最初、何かモヤっとする感じがしたので、そのアイドルへの嫉妬に近い感情が起きているのか?と推測した。アイドルを追いかける感情が疑似恋愛に近いイメージがあるのかもしれない。究極的には、ファンはアイドルを性的対象として見ているのでは?などと考えた。
しかし、それは男性が女性アイドルのファンになるパターンで多い例なのかもしれない。女性アイドルが恋愛禁止を謳う例は、ファンにアイドルとの疑似恋愛を推奨しているためだろう。勿論、これらの推測自体も偏見に満ちている。
と、一般論について悶々と考えたところで意味が無い。結局のところ、「彼女がどのようにアイドルを愛でているか」が重要なので、彼女の行動を見守ってみた。

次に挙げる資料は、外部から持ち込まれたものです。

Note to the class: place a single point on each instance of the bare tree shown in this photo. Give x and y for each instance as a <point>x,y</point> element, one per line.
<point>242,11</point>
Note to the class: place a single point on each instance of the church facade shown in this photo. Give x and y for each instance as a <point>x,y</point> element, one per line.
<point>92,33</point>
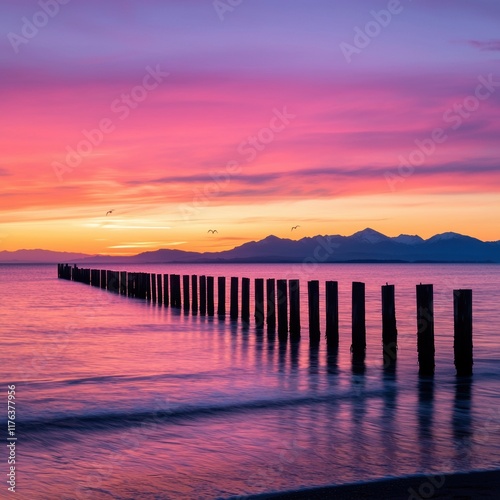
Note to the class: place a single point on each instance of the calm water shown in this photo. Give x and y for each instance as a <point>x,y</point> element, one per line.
<point>118,399</point>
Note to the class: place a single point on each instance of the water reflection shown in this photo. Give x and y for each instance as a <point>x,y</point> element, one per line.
<point>426,420</point>
<point>462,421</point>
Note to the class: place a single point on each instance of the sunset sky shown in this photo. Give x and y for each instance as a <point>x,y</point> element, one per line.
<point>182,116</point>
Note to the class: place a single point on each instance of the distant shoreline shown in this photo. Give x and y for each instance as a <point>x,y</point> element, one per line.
<point>475,485</point>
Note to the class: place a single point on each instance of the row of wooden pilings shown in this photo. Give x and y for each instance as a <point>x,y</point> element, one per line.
<point>277,304</point>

なるほど。どうやら母親のような視点で楽しむ要素も強いようだ。美しい少年達がスターになっていくのが嬉しい、らしい。
それにしても、見ているうちに可哀想になってきた。好きなアイドルが出ているという理由だけで、こんなつまらないバラエティ番組やドラマを見なければならないのか。修行か、苦行だ。あ、つまらなくないのかな。いや、彼女もつまらなそうだ。iPhoneをいじりながら流し見している。
しかし、彼女はまだジャニオタであることに照れているので全てポーズの可能性もある。仮に、本当に彼女がつまらないと思っている上で見てているならば、なんでこんな苦行に耐えられるのかがわからない。
しかし、それは自分がアイドルに本気でハマったことが無いからかもしれない。
とも思って対抗して異性のアイドルを好きになれるか検討してみたが、やはりノれなかった。昔、ももクロならイケそうな気もしたのだが。思い返してみれば、特定の人物のオタクになって、この人の作品を全部買おう!となったことが無い気がする。
ああ、きっと他者の目を気にしているんだな、俺は。オタクへの偏見を持っていて、カッコつけてるのね。我を忘れてのめり込むのカッコ悪いと思ってんのかな。ダサいじゃん。落ち込むよ。
何はともあれ、『わからないからと言って、他者の好きなものを否定してはいけない(犯罪行為は除く)』という信条を持っているので、堕ちていく妻を温かい目で見守るしかない。
堕ちる、と言えば、先日、喫茶店で不思議な集団を見かけた。
その日は、久々に時間があったので、都内の喫茶店で読書をすることにした。
案内された席は2人席で、窓に向かって座った。
隣のテーブルが近いのは気になった。そこには男性が3人いて、窓を背にする男が先輩面して対面の二人に熱心に語っていた。その先輩風の人は 20代前半くらいに見えた。髪型は側面を刈り上げた短髪で、上半身は白シャツの上に茶のベストを着て、下半身はベストとセットアップのスラックスを履いていた。対面の二人は彼より幼い感じで、カジュアルな格好だったので大学生くらいに見えた。そのテーブルを見て読み取った情報から、【大学生の後輩がサークルの先輩(社会人?)に就活の相談をしてる】と推理した。『名探偵コナン』を読んで培った観察眼が役立った。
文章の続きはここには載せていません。